1940 : D'août à décembre, un effectif de 40 ouvriers assure quotidiennement une production moyenne de 15 tonnes dont le tiers est absorbé par l'usine à gaz d'Annecy.
1941 - 1948 : La cadence d'extraction oscille entre 100 et 120 tonnes par jour, donnant une moyenne annuelle de 30.000 tonnes.
1941 - 1948 : L'effectif fluctue entre 40 et 130 ouvriers.
1941 - 1948 : En 1941-1942, la SME et la SSF envisagent l'installation d'une centrale thermique à Saury. Mais le projet n'aboutit pas.
1941 - 1948 : Fin 1942, la SFF opte pour la transformation de sa filiale en société autonome.

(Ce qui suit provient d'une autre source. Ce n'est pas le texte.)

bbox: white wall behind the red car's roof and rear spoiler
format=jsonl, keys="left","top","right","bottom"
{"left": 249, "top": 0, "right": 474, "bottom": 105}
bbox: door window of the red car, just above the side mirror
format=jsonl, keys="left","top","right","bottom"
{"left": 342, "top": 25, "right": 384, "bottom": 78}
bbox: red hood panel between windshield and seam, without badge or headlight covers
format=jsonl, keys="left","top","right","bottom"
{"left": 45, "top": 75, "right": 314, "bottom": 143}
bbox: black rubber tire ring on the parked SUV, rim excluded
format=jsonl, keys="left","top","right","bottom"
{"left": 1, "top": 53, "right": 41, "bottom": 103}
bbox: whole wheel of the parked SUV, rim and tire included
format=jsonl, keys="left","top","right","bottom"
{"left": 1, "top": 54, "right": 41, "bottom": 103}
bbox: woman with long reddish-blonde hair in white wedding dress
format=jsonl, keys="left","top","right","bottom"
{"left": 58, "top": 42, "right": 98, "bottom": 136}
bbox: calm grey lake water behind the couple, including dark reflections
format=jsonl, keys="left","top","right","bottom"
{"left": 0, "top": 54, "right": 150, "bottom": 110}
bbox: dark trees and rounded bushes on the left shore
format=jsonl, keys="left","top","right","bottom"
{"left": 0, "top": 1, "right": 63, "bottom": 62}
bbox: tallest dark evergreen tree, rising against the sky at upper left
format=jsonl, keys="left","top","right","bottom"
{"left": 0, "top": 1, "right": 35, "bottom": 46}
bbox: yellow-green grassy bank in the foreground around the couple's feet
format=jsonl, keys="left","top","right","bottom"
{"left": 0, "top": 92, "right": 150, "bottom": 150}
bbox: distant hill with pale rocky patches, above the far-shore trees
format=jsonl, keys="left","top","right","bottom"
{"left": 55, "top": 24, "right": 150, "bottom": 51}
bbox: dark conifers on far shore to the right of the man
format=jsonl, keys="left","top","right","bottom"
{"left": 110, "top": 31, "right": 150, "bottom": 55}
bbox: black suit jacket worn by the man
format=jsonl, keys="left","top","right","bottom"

L'arrivée de nouveaux actionnaires permet de tripler le capital initial de la SME qui passe ainsi à 750.000 Francs.
1950 : Le 22 décembre, le capital de la SME est réduit à 521.500 Francs, et le siège social est transféré 22 rue Guillaume Fichet, à Annecy.
1953 : Le 31 janvier, les actionnaires de la SME décident la dissolution anticipée et la liquidation amiable de leur société.
1956 : Au début de l'année, la liquidation de la société est rendue effective.